A favor do risco de vida – padrões, elipses e colocações

Vou mudar um pouco de assunto hoje, que falar só de uma coisa também enjoa. Vou falar um pouco de linguagem - mas não se preocupem, isso tentando não usar termos técnicos ou explicações obscuras. A ideia veio porque, como vivia brincando na rua quando criança e depois, vivia ouvindo o tal “risco de vida”. Era uma dessas expressões fixas, como o nosso “como vai?” de uso diário, que somente é mal interpretado em programas humorísticos. De um tempo para cá, ouvi falar nessa polêmica criada por alguém de que a expressão “risco de vida” estaria errada. O certo seria “risco de morte”, por “risco de” ser risco de algo negativo.

Em parte, isso não deixa de ser verdade. Se você verificar as ocorrências da expressão “risco de”, por exemplo, no Corpus Brasileiro, verá que ela realmente frequentemente está associada a palavras que consideramos negativas, como nomes de doenças. E realmente, exceto para os pessimistas, “vida” não seria algo negativo. Seguindo em frente, analisando rapidamente as ocorrências de “risco de”, podemos observar dois padrões gramaticais: “risco de” + [verbo] + [substantivo] (como em “risco de perder dinheiro”) e “risco de [substantivo] (como em “risco de enfarte”).

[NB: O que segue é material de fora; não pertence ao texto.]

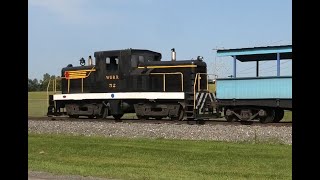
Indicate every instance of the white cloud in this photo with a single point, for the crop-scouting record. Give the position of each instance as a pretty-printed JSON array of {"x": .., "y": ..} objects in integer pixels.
[{"x": 72, "y": 11}]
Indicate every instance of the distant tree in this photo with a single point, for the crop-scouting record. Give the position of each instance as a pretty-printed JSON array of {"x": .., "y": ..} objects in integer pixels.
[{"x": 33, "y": 85}]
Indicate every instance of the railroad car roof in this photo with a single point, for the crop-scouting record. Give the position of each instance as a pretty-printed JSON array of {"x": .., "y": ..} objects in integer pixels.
[{"x": 258, "y": 53}]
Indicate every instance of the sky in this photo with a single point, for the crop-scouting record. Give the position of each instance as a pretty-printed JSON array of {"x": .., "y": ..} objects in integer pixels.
[{"x": 60, "y": 32}]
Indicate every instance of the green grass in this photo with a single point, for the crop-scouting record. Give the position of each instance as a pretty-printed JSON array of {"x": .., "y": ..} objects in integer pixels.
[
  {"x": 157, "y": 158},
  {"x": 38, "y": 104}
]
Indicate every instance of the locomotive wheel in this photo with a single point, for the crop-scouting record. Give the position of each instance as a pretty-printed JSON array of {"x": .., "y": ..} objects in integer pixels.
[
  {"x": 279, "y": 113},
  {"x": 230, "y": 118},
  {"x": 141, "y": 117},
  {"x": 180, "y": 116},
  {"x": 269, "y": 117}
]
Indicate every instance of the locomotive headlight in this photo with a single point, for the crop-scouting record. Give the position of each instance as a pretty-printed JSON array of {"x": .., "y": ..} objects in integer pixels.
[{"x": 200, "y": 58}]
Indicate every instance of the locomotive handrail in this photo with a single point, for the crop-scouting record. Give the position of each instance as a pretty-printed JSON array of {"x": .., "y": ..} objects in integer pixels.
[
  {"x": 198, "y": 78},
  {"x": 164, "y": 79}
]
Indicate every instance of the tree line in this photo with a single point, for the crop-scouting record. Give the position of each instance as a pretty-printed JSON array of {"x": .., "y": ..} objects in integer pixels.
[{"x": 42, "y": 84}]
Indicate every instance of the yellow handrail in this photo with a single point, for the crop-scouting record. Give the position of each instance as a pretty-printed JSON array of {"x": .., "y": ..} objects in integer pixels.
[{"x": 198, "y": 78}]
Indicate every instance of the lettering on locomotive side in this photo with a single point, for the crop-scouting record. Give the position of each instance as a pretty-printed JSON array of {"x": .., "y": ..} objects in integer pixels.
[
  {"x": 112, "y": 77},
  {"x": 112, "y": 85}
]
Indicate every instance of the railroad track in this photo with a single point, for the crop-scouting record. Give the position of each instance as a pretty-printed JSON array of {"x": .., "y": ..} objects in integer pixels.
[{"x": 219, "y": 121}]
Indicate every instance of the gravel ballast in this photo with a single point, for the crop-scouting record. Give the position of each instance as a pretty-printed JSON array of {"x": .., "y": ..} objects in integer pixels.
[{"x": 250, "y": 133}]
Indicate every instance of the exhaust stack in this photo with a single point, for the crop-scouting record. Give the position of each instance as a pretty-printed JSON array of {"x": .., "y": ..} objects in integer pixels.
[{"x": 173, "y": 55}]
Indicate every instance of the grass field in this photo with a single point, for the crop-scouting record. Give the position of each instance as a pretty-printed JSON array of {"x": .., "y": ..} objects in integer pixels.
[{"x": 157, "y": 158}]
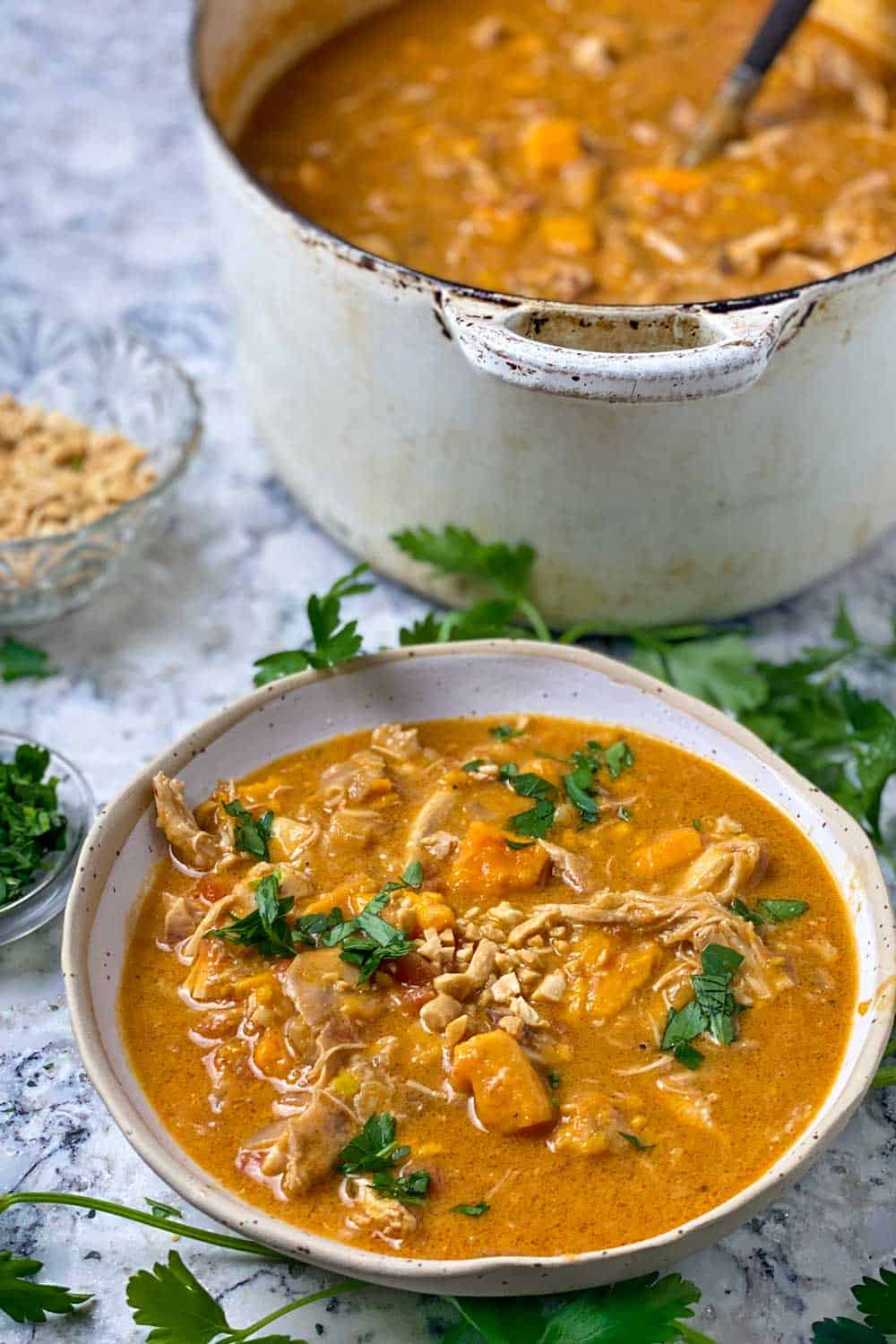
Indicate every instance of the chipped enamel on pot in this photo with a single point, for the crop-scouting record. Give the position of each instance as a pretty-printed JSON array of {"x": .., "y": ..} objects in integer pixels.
[
  {"x": 444, "y": 682},
  {"x": 668, "y": 462}
]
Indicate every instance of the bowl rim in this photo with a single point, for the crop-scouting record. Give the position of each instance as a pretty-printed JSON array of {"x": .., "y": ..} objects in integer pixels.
[
  {"x": 187, "y": 444},
  {"x": 418, "y": 1274}
]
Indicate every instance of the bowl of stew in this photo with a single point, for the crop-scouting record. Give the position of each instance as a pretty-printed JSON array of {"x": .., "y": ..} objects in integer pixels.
[
  {"x": 471, "y": 285},
  {"x": 373, "y": 959}
]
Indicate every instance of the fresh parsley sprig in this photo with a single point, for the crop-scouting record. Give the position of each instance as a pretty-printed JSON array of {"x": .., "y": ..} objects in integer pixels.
[
  {"x": 375, "y": 1152},
  {"x": 26, "y": 1300},
  {"x": 332, "y": 642},
  {"x": 252, "y": 833},
  {"x": 266, "y": 926},
  {"x": 32, "y": 827},
  {"x": 711, "y": 1010}
]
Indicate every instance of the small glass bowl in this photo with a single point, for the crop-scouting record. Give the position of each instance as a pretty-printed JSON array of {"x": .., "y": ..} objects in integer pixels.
[
  {"x": 51, "y": 883},
  {"x": 109, "y": 379}
]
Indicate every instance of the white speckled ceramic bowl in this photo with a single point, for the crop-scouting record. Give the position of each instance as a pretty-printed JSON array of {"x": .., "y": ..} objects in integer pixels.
[{"x": 438, "y": 682}]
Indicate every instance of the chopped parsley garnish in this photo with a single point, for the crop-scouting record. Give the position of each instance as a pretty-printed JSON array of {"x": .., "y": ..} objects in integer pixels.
[
  {"x": 635, "y": 1142},
  {"x": 367, "y": 940},
  {"x": 505, "y": 731},
  {"x": 712, "y": 1010},
  {"x": 616, "y": 758},
  {"x": 770, "y": 911},
  {"x": 265, "y": 927},
  {"x": 376, "y": 1152},
  {"x": 250, "y": 833},
  {"x": 31, "y": 824}
]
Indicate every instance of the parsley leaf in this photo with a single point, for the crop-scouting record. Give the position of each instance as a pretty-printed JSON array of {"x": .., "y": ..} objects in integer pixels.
[
  {"x": 23, "y": 1300},
  {"x": 375, "y": 1150},
  {"x": 263, "y": 927},
  {"x": 333, "y": 642},
  {"x": 643, "y": 1311},
  {"x": 635, "y": 1142},
  {"x": 19, "y": 660},
  {"x": 250, "y": 833},
  {"x": 367, "y": 940},
  {"x": 711, "y": 1010},
  {"x": 31, "y": 824},
  {"x": 876, "y": 1300}
]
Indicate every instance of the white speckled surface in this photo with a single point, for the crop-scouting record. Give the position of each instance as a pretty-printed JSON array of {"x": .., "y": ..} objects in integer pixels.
[{"x": 104, "y": 217}]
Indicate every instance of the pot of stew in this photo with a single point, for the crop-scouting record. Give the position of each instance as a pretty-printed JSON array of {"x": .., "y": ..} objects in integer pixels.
[{"x": 471, "y": 284}]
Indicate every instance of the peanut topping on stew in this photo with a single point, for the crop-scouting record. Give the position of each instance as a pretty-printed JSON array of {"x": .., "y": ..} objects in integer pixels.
[{"x": 487, "y": 986}]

Por outro lado, “risco de” é uma expressão que indica probabilidade – a probabilidade de acontecer algo. Aqui, a palavra chave é “acontecer”. “Risco de” é uma expressão de probabilidade que está sempre relacionada a uma ação ou evento - e como sabemos, ações e eventos são tipicamente expressos por verbos. Mas tanto em “risco de morte” quanto em “risco de vida”, além de outras expressões congêneres, como “risco de enfarte”, não temos esse verbo.

Essa ausência pode ser explicada por um fenômeno comum na linguagem, a elipse, pela qual subentendemos uma palavra que não foi incluída na frase - nesse caso, o verbo. Considerado esse fenômeno, para nossa alegria (pelo menos para aqueles que, como eu, gostam de analisar padrões), poderemos juntar os dois padrões acima em um só: “risco de” + [verbo explicito ou elíptico] + [substantivo]. Dessa forma, em “risco de enfarte” teríamos um “sofrer/ter” elíptico.

E como o falante saberia qual é esse verbo que está subentendido na oração? Isso pode ser explicado por outro fenômeno da linguagem, a colocação – palavras que por força do uso, acabamos por associar entre si, como “remédio” e “amargo” ou “moça” e “bonita”, entre outros exemplos. Funciona mais ou menos como naquela brincadeira, na qual alguém fala uma palavra e o outro diz a primeira que lhe vem à mente. Então, como “sofrer” e “enfarte” são palavras normalmente usadas juntas, assim como “perder” e “vida”, saberíamos facilmente qual o verbo que foi omitido da frase. Em “risco de vida” estaria, assim, subentendido um “perder” - que levaria essa expressão a atender o requisito de “acontecer algo negativo”, citado acima.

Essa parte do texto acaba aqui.